Fakat bunların hiçbiri şaşırtıcı gelmemeli. Save the Children (Çocukları Kurtarın) derneği, binlerce Kenyalı ve Somalili çocuğun hayatını kurtarmak için 70 milyon dolar istiyor. Doğu Afrika’ya yönelik benzer yardım çağrılarına 2009, 2008 ve 2006’da da tanık olmuştuk ve Bob Geldof ve arkadaşlarının 1984’teki çabalarından bu yana Afrika’da en az 60 büyük gıda krizi yaşandı. Batı’nın Afrika’ya acil yardım miktarında yılda yüzde 20’lik bir artış gözleniyor; yıllık toplam yardım 5 milyar doların üzerine çıkmış durumda. Peki insanları kuraklıktan korumayı amaçlayan projelere akıtılan onca paraya rağmen neden yine kriz yaşanıyor?

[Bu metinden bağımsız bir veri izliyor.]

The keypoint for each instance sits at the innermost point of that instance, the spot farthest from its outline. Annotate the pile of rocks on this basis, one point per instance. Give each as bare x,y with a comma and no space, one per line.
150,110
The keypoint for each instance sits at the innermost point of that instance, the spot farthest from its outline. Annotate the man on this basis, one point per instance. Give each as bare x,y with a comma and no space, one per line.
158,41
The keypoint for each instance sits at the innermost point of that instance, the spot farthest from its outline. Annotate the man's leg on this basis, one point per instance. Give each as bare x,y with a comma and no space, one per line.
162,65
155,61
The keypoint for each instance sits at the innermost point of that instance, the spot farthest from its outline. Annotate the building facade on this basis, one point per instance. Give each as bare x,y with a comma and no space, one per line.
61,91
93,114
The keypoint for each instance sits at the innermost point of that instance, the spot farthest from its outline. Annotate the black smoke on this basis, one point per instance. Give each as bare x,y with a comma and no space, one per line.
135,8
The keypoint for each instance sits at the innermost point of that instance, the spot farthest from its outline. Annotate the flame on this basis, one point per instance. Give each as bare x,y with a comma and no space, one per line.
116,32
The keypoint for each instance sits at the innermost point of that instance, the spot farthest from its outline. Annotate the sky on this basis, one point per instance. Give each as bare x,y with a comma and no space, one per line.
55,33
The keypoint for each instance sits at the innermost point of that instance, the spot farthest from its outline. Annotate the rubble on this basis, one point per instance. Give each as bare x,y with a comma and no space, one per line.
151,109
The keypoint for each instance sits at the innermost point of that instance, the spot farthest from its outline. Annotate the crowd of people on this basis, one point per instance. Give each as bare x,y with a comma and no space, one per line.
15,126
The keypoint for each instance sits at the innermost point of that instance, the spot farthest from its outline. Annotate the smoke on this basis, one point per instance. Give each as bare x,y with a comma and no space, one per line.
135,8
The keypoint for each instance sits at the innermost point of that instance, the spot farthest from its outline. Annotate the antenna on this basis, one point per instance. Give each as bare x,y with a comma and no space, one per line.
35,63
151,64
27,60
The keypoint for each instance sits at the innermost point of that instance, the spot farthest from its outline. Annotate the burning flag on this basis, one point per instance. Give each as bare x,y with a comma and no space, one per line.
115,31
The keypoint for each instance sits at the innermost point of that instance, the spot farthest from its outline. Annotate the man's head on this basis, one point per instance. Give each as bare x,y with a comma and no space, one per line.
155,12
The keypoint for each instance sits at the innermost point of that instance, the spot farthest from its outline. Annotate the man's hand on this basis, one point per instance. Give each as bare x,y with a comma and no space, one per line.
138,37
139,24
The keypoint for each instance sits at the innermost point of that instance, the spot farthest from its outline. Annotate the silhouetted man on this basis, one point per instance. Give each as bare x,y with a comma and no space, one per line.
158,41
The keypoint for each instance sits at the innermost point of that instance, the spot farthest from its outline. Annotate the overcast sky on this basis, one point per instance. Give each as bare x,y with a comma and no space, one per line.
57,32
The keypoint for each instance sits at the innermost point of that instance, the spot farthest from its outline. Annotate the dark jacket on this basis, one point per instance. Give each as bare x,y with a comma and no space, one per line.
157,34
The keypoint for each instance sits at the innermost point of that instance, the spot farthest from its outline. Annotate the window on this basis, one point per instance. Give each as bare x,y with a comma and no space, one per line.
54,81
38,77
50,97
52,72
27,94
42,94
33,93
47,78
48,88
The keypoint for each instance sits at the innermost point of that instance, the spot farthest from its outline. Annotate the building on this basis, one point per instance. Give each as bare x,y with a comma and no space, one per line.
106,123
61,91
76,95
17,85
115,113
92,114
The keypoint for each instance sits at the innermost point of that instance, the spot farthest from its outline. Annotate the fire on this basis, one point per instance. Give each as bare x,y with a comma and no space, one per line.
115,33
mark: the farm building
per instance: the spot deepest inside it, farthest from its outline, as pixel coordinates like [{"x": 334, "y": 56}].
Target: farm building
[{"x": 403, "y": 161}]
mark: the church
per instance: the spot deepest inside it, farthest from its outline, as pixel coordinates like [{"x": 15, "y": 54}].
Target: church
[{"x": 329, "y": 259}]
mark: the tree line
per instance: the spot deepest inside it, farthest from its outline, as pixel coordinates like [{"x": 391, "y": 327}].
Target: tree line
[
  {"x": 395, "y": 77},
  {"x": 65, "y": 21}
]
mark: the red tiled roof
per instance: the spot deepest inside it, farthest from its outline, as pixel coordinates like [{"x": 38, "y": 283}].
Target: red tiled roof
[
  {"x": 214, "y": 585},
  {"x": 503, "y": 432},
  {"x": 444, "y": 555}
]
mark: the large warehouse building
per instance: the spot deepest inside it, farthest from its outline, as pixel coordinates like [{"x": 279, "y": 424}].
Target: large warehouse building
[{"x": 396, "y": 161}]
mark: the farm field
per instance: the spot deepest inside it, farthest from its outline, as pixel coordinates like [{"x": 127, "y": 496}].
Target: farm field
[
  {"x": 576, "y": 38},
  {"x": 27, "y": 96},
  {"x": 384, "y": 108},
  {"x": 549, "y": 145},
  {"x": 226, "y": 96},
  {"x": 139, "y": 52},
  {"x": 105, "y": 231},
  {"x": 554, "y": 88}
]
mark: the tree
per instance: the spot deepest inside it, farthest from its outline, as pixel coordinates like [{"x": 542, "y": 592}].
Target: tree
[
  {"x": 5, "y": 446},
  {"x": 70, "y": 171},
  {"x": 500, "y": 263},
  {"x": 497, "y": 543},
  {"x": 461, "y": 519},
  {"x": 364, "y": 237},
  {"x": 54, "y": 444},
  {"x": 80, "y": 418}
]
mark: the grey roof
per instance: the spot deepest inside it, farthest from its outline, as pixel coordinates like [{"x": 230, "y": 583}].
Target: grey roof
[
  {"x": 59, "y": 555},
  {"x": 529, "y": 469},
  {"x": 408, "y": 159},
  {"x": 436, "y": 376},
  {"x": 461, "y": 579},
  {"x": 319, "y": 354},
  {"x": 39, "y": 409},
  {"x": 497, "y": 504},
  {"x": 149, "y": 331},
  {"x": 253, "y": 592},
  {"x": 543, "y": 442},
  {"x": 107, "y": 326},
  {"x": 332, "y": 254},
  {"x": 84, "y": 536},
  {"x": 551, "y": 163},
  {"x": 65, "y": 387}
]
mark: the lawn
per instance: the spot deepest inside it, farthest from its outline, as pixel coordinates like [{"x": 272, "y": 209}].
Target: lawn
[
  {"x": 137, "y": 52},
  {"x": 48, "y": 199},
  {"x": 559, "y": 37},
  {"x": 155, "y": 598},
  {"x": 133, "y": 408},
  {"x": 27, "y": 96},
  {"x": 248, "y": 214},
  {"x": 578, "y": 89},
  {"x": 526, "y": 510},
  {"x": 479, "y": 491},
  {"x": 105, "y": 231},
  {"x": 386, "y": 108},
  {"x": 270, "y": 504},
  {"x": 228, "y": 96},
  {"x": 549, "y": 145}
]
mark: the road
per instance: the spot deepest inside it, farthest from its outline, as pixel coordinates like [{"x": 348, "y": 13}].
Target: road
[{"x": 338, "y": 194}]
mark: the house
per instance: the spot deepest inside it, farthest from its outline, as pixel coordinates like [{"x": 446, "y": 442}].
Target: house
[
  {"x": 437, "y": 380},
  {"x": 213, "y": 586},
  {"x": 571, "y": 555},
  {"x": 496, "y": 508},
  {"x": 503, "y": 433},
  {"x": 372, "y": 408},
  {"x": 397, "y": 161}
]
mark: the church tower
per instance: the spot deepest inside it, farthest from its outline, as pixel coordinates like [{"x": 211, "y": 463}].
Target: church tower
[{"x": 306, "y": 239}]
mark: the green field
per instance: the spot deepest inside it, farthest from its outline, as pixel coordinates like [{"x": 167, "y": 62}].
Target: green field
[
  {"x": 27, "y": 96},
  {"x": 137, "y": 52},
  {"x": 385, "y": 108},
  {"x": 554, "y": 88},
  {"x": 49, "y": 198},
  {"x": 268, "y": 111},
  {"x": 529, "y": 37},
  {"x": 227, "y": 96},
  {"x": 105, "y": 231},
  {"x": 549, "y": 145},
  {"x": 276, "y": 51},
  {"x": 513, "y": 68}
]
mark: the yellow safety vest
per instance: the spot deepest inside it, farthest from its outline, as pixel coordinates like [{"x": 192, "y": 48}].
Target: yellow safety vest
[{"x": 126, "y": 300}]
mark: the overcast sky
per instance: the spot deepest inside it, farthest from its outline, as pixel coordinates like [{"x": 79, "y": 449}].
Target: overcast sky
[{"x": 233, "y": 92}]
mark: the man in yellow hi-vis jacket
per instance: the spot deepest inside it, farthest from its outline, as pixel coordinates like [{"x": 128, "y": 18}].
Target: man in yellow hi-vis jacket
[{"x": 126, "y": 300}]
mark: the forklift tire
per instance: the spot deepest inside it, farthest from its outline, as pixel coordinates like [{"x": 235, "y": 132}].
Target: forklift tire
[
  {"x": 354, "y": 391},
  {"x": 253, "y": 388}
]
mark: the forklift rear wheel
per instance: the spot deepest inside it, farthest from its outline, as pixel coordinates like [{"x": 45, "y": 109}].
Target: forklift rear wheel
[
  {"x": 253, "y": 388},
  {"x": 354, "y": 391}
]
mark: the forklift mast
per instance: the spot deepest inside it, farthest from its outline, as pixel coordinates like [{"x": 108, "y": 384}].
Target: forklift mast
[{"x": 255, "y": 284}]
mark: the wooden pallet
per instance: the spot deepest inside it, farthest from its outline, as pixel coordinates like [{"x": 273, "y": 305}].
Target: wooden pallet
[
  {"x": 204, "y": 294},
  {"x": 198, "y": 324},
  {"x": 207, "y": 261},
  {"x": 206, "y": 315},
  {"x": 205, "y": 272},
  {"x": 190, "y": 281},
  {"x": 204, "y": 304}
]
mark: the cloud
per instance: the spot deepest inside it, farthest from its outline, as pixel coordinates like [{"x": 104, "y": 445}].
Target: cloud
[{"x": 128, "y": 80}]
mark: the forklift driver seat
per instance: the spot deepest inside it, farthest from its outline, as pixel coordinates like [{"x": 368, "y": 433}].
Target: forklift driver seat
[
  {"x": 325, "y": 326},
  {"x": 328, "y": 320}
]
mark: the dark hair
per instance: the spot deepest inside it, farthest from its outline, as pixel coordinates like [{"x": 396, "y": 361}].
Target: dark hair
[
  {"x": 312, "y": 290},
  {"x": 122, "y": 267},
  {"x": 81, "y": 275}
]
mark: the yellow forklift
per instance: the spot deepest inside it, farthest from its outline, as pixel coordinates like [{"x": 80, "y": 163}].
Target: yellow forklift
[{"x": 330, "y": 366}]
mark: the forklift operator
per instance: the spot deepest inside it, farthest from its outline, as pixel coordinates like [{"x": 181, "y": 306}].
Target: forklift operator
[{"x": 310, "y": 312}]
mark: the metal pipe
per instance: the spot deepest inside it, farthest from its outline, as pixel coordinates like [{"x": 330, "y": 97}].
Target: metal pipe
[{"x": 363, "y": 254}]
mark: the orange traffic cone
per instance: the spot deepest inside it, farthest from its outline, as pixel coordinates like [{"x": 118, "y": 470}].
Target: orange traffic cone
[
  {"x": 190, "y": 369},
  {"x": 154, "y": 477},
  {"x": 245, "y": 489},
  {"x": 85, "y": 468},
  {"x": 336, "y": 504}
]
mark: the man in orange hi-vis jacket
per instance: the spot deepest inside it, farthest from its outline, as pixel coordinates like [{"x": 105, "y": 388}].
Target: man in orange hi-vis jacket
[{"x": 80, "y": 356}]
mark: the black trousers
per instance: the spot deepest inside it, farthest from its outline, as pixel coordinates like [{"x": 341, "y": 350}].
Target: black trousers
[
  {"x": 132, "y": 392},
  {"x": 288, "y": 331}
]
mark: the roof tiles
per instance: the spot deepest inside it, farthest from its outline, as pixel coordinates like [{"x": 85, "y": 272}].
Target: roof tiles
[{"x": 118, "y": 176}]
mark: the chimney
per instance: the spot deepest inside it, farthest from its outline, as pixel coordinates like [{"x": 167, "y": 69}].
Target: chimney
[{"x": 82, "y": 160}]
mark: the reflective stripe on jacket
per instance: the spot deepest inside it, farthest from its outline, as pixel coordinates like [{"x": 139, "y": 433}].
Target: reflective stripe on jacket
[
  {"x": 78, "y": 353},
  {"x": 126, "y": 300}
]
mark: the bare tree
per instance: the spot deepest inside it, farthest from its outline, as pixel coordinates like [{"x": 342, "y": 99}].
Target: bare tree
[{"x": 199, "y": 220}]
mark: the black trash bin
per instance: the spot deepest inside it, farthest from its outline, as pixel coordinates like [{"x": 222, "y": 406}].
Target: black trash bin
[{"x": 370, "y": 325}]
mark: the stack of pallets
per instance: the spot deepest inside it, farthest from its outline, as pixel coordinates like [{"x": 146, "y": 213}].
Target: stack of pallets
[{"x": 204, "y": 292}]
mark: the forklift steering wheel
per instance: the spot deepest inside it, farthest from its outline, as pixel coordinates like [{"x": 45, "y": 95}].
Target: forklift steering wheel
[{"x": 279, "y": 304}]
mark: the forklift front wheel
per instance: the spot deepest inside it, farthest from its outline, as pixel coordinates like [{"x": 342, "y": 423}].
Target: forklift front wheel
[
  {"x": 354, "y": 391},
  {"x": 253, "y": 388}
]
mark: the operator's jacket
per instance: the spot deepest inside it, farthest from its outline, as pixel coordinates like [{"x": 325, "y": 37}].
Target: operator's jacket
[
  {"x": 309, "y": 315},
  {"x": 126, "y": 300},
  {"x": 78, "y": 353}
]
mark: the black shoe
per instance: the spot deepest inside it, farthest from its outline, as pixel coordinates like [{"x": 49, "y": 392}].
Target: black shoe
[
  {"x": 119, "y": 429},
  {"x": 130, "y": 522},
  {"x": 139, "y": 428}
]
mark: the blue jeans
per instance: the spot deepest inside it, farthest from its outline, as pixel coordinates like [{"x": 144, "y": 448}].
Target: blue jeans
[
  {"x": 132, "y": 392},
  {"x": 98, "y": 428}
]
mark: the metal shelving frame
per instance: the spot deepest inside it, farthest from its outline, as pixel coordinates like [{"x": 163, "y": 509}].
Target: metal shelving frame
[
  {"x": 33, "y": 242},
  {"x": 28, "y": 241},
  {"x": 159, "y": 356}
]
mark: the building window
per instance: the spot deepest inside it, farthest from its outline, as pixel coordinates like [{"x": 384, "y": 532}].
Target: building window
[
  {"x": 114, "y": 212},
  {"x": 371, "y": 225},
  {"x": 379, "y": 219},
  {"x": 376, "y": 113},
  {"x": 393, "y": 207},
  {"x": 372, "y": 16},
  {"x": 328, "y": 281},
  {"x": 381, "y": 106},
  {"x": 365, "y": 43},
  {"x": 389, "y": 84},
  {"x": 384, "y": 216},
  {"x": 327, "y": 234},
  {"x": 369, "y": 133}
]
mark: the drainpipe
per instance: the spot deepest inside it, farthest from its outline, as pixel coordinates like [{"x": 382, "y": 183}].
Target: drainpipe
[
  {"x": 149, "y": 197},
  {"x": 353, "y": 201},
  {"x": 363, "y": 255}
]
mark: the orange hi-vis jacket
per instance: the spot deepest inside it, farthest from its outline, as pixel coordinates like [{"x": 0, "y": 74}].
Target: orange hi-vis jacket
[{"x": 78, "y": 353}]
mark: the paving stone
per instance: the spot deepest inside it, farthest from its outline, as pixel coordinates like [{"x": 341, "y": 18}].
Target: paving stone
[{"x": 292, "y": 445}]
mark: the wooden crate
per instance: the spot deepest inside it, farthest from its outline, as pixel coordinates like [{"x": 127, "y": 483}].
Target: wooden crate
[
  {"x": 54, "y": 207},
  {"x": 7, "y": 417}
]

Yağmur mevsiminin kurak geçmesinin sebebi ne olursa olsun (iklim değişikliği, aşırı nüfus, La Nina fenomeni, vs.), böyle olacağı önceden tahmin edilmişti. BM Gıda ve Tarım Örgütü (FAO), ilk alarmı ekimde vermişti. Aralık’ta bir uyarı daha yapıldı ve ondan sonra her ay tekrar edildi.

Velhasıl televizyon ekranları, yine bir deri bir kemik kalmış Afrikalı çocuk görüntüleriyle kaplanacak ve sebebi de ırmakları ve sulama kanallarını doldurmaya yetecek kadar yağmur yağmaması olarak gösterilecek. Bölge insanları, sürekli krizin eşiğinde yaşıyor. Bunların büyük çoğunluğu göçebe hayvan yetiştiricileri; hayvanları ölüyor ve ellerinde ne var ne yoksa yiyecek almak için satmak zorunda kalıyorlar. Temel gıda kaynağını oluşturan mahsullerin fiyatındaki artış, cefayı daha da arttırıyor –Kenya’da mısır fiyatları neredeyse iki katına çıktı, Somali’de bir çeşit mısır olan sorgumun fiyatı, bir yıl öncesine kıyasla yüzde 240 arttı. Kesin rakamları tespit etmek zor olsa da kuraklıktan muhtemelen en çok etkilenen ülke olan Somali, sorunla başa çıkamayacak kadar müflis ve savaşa batmış durumda.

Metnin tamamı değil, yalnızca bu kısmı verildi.